Znowu święta za pasem! Znowu wydasz pieniądze, których przecież nie masz. Znowu będziecie siedzieć rodzinnie kilka dni za stołem uginającym się od jedzenia. Znowu któraś ciotka będzie pouczać o wychowaniu dzieci albo o znalezieniu męża, bo robisz się starą panną. Znowu podchmielony wujek będzie opowiadał sprośne dowcipy. Znowu ktoś będzie niezadowolony z prezentów. A na koniec styczeń znowu będzie finansową męczarnią. Tylko dlaczego? Bo zawsze tak było.

Polskie tradycje są piękne, ale często jedyna rzecz, jaką pamiętasz, to ból nóg i kręgosłupa. Tak być nie musi! Wcale nie oznacza to rezygnowania z tradycji, wystarczy tylko przemyśleć i zorganizować pewne sprawy, a życie dla wszystkich (czyt. dla ciebie) będzie łatwiejsze.

BUDŻET

Ustal sama lub z partnerem, jakie są wasze typowe zarobki i wydatki. Jeśli macie je stałe, to połowa problemu z głowy. Jeśli Wasze zarobki zależą od tego, czy w pracy jest „busy” czy „quiet”, to wtedy spróbujcie odłożyć jedną tygodniówkę w grudniu na styczeń, bo po Nowym Roku zawsze biznesy mają mniejsze obroty, a bezlitosny pierwszy miesiąc liczy sobie aż 5 tygodni. Ustal, ile osób zapraszasz na Wigilię, pierwszy i drugi dzień świąt lub ile będzie u kogoś, do kogo idziesz/jedziesz na święta, mniej więcej ile przeznaczasz na jedzenie, prezenty i jaką masz rezerwę na niespodziewane wydatki. Nie myśl, że uratujesz się z finansowej opresji dzięki karcie kredytowej, bo i tak później trzeba będzie ją spłacić, a jakikolwiek debet na koncie w warunkach recesji będzie cię dużo kosztował, bo banki liczą sobie za to z nawiązką. Ale ale, przypatrz się uważnie ofertom supermarketów, aż się tam roi od punktów, które można zbierać za kupowanie określonych produktów. Punkty te oczywiście można później wydać lub wymienić na inne zakupy, a nawet można wygrać wczasy!

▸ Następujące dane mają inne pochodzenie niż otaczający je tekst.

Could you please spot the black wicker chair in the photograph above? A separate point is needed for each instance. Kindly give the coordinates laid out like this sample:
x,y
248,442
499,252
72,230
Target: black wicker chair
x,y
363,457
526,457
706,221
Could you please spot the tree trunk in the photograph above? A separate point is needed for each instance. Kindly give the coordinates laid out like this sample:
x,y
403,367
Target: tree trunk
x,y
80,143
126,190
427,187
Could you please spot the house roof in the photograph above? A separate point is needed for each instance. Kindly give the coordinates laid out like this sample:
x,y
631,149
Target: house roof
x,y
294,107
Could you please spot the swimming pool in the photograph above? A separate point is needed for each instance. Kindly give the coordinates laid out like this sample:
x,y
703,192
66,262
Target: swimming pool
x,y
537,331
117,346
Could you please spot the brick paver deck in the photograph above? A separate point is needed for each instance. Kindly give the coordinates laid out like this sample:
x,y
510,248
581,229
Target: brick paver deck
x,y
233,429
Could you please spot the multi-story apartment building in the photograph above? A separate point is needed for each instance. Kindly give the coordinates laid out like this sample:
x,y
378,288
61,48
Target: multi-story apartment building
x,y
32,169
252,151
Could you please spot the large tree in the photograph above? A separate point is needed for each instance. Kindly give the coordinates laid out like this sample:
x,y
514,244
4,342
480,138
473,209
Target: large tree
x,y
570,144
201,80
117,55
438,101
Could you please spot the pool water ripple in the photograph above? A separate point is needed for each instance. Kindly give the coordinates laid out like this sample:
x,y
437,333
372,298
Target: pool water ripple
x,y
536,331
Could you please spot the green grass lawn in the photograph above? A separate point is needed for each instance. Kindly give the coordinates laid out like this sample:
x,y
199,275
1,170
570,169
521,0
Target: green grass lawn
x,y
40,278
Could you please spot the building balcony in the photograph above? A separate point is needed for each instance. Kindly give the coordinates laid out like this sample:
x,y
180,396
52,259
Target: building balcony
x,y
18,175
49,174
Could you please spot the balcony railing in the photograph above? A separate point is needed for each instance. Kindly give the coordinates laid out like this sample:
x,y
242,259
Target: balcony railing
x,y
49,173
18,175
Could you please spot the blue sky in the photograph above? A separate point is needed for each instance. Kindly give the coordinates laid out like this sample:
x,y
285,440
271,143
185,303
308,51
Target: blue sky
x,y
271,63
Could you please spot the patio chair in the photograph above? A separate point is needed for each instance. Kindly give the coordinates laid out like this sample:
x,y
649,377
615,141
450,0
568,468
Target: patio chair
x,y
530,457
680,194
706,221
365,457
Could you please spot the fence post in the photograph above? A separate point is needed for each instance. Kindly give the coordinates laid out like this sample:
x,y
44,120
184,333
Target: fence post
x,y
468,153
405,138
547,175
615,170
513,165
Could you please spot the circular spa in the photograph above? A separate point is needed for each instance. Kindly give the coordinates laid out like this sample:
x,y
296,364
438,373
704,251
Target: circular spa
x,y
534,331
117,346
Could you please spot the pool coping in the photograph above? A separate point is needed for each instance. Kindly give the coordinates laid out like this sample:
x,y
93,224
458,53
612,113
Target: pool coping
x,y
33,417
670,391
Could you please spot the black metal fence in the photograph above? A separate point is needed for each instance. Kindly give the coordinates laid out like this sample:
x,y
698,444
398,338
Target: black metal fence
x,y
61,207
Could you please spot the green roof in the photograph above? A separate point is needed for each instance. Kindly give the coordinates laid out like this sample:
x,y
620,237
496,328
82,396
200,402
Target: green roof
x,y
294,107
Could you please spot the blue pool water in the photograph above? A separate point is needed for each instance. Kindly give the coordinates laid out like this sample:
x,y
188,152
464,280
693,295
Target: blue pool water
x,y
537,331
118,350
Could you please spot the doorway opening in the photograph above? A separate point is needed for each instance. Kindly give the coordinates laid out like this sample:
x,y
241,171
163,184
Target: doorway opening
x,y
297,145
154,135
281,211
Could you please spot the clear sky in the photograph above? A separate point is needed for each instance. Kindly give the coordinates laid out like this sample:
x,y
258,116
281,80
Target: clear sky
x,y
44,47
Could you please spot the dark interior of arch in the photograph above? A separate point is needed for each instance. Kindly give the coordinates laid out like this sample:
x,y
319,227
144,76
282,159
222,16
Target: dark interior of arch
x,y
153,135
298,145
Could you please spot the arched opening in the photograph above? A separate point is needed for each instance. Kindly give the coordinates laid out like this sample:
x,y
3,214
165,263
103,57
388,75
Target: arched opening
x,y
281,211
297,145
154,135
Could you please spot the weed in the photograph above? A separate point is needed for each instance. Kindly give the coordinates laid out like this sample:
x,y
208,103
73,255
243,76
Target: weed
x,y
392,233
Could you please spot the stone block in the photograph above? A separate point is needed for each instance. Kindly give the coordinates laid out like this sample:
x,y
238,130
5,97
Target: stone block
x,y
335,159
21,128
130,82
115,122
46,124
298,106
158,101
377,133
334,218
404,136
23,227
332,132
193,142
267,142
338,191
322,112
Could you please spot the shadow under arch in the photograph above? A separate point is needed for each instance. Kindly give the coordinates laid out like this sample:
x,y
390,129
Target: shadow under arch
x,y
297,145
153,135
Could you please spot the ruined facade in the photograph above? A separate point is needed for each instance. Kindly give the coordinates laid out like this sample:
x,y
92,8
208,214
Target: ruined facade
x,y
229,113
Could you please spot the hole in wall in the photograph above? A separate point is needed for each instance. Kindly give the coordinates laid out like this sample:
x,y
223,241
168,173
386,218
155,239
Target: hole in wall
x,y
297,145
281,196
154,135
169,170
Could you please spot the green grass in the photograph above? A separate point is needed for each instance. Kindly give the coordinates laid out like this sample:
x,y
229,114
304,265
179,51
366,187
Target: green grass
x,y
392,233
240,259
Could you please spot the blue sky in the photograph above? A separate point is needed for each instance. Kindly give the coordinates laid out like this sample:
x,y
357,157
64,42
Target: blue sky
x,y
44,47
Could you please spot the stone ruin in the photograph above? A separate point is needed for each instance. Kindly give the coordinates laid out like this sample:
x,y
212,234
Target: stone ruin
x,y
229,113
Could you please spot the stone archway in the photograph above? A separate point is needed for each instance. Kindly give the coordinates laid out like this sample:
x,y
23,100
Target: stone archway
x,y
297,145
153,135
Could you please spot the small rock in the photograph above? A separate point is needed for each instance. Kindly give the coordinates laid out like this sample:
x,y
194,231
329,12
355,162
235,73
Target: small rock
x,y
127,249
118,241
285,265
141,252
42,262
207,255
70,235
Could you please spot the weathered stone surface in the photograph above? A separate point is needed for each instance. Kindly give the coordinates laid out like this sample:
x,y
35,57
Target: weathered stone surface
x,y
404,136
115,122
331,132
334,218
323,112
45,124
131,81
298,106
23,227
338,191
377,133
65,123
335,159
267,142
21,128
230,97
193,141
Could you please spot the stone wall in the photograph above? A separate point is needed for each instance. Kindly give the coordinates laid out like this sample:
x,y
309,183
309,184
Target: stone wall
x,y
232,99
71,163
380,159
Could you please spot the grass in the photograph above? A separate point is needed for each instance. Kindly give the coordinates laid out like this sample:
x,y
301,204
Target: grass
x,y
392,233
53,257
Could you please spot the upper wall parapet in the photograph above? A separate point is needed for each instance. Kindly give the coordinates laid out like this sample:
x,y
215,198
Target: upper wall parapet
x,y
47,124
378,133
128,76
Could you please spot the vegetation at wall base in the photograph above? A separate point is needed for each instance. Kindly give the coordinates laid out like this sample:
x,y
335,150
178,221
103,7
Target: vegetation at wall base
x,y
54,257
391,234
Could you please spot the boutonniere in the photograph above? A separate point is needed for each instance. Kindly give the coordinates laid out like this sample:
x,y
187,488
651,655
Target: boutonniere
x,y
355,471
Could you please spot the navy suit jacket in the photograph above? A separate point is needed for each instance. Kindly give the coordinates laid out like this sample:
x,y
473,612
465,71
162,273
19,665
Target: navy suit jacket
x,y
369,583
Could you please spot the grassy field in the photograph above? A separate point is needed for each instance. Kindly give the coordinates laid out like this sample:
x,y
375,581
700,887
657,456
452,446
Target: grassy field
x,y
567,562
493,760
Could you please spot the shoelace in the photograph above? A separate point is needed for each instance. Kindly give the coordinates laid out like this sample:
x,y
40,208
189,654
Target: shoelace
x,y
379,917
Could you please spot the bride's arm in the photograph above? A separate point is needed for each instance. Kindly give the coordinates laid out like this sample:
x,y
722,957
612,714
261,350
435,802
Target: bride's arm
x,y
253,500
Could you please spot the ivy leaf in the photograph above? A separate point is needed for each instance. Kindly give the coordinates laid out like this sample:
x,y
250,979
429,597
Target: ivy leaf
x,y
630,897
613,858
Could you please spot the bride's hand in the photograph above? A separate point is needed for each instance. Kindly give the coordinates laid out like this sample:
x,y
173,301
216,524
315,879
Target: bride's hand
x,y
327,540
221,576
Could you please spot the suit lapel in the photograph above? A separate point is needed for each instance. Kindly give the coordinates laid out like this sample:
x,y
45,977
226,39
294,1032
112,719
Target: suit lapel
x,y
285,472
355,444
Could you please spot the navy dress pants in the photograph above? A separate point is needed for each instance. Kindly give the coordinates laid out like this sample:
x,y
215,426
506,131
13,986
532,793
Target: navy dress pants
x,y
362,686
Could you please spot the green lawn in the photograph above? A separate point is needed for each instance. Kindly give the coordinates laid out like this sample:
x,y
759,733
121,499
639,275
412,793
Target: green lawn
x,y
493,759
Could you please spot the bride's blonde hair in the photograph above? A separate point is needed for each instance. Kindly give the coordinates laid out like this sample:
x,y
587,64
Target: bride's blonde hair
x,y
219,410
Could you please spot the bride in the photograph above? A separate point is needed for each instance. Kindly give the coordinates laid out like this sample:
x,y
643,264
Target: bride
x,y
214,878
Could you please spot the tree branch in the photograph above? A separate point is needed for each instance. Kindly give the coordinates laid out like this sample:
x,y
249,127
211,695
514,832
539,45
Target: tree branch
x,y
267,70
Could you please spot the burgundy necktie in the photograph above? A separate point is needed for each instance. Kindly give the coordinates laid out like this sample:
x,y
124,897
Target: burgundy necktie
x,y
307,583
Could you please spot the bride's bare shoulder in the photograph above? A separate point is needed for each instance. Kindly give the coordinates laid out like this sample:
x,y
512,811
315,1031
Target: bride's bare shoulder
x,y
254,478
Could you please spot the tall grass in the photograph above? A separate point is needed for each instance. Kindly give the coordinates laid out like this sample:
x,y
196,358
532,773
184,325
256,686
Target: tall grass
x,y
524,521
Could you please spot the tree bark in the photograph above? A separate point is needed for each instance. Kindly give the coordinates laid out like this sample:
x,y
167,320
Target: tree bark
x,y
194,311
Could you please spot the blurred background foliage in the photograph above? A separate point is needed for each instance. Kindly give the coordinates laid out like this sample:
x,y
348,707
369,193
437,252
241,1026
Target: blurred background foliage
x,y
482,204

Policzyłaś i nie wystarczy pieniędzy na wszystko? Mężczyźni mogą brać dodatkowe zmiany w pracy, co w grudniu jest nawet pożądane przez wiele firm, a ty możesz albo dorobić sobie na dodatkowych zmianach, albo na sprzątaniu innych domów, albo na pieczeniu ciast i sprzedawaniu ich sąsiadkom.

PREZENTY

Bez nich się nie obejdzie, chyba że chcesz, żeby rodzina i znajomi przestali się do ciebie odzywać lub wypominali ci to przez następne kilka świąt. A może by tak wrócić do czasów szkolnych i umówić się z bliskimi co do maksymalnej kwoty przeznaczonej na prezenty, a potem jeszcze kto komu kupuje prezent? Wówczas będziecie uwolnieni od wyolbrzymionych oczekiwań oraz mnożenia prezentów przez 10, bo kupujecie za określoną kwotę tylko dla jednej osoby. A każdy dostaje prezent. Powiesz: „OK, ale gdzie kupić coś ciekawego za niedużą kwotę”?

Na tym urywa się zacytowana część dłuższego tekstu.